This section details the datasets and machine learning algorithms employed to develop and evaluate our framework. The study was granted an IRB exemption due to its exclusive use of publicly accessible data.
Datasets for Skin Assessment Module Development
Our methodology development utilized several datasets, each playing a distinct role as outlined in Supplementary Fig. 3.
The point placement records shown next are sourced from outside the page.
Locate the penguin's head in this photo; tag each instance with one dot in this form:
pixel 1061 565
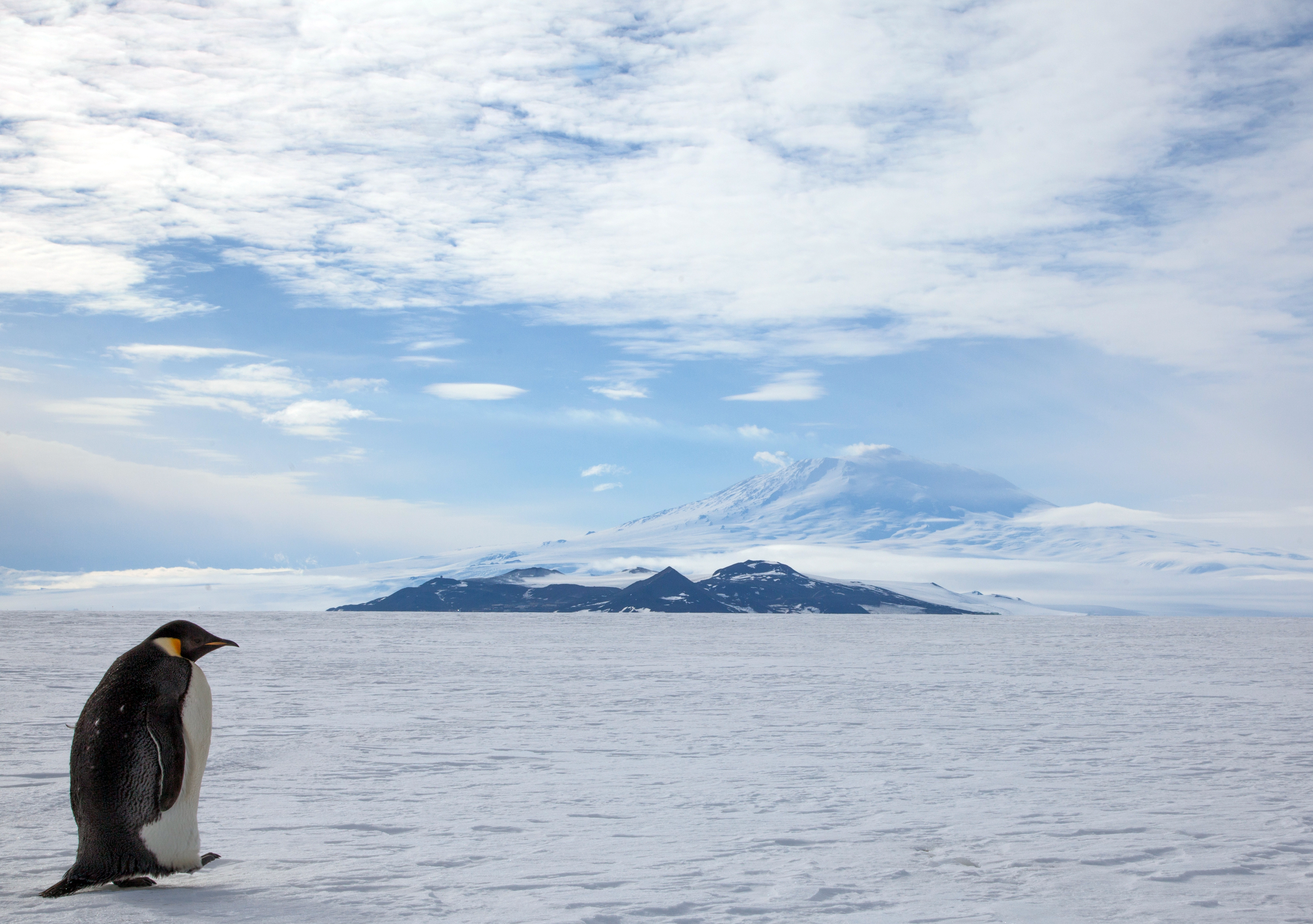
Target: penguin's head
pixel 187 640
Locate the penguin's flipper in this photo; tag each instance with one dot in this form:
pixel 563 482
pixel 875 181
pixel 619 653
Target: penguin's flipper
pixel 165 725
pixel 66 886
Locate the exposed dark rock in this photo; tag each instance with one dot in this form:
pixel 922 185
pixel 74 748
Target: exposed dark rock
pixel 665 592
pixel 748 587
pixel 773 587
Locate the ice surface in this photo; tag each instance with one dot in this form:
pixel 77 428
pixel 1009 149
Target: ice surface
pixel 614 768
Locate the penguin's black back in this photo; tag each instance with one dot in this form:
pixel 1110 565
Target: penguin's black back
pixel 126 764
DermEducation Dataset: This dataset, compiled for educational purposes, served as a convenience image resource. It encompasses 2708 images, categorized into 461 non-skin and 2247 skin images. Within the skin images, 1932 represent Fitzpatrick Skin Types (FST) I-IV, and 315 represent FST V-VI. DermEducation was instrumental in training our skin vs. non-skin image classifier. Furthermore, it facilitated the validation of our skin tone estimation method by comparing it against ITA-based tone assessments. A medical student, with dermatologist review for accuracy, meticulously labeled the images for skin/non-skin classification and skin tone.
SegmentedSkin Dataset: Comprising 22 open-source dermatology images from Wikimedia, this dataset was curated by a dermatologist. Segmentation masks of healthy skin, created by a dermatologist, are available for each image. SegmentedSkin was specifically used to validate the accuracy of our skin pixel segmentation technique.
Fitzpatrick17K Dataset: A publicly available dataset, Fitzpatrick17K 11, contains 16,577 clinical images sourced from online dermatology atlases. Dermatologists previously generated FST labels for this dataset. After preprocessing, we utilized 13,844 images of FST I-IV and 2168 images of FST V-VI. Fitzpatrick17K was crucial for training and validating our skin tone estimator model.
Medical Textbooks Dataset: To ensure real-world applicability and for external testing, we incorporated a dataset derived from four medical textbooks owned by the authors. This Medical Textbooks dataset includes: Rook’s Textbook of Dermatology 26, Bolognia Dermatology 4e 27, Fitzpatrick Color Atlas 8e 28, and Fitzpatrick Dermatology in General Medicine 9e 29. Using a corpus conversion service, we extracted images and filtered out those smaller than 100 pixels in any dimension. Table 2 provides a detailed summary of these datasets. It’s important to note that the ratio of skin to non-skin images varies across these textbooks. For the Medical Textbooks dataset, authors manually labeled images as skin or non-skin. Non-dermatologist labelers, trained on examples, categorized skin images into FST I-IV and FST V-VI. Label distributions were comparable to domain expert reports on a subset of images (Fig. 5). Agreement levels between domain experts and trained labelers were 0.887 for Fitzpatrick, 0.860 for Atlas, and 0.855 for Bolognia (Fig. 5). DermEducation labels were provided by a medical student, while Fitzpatrick17k dataset labels were included with the dataset 11.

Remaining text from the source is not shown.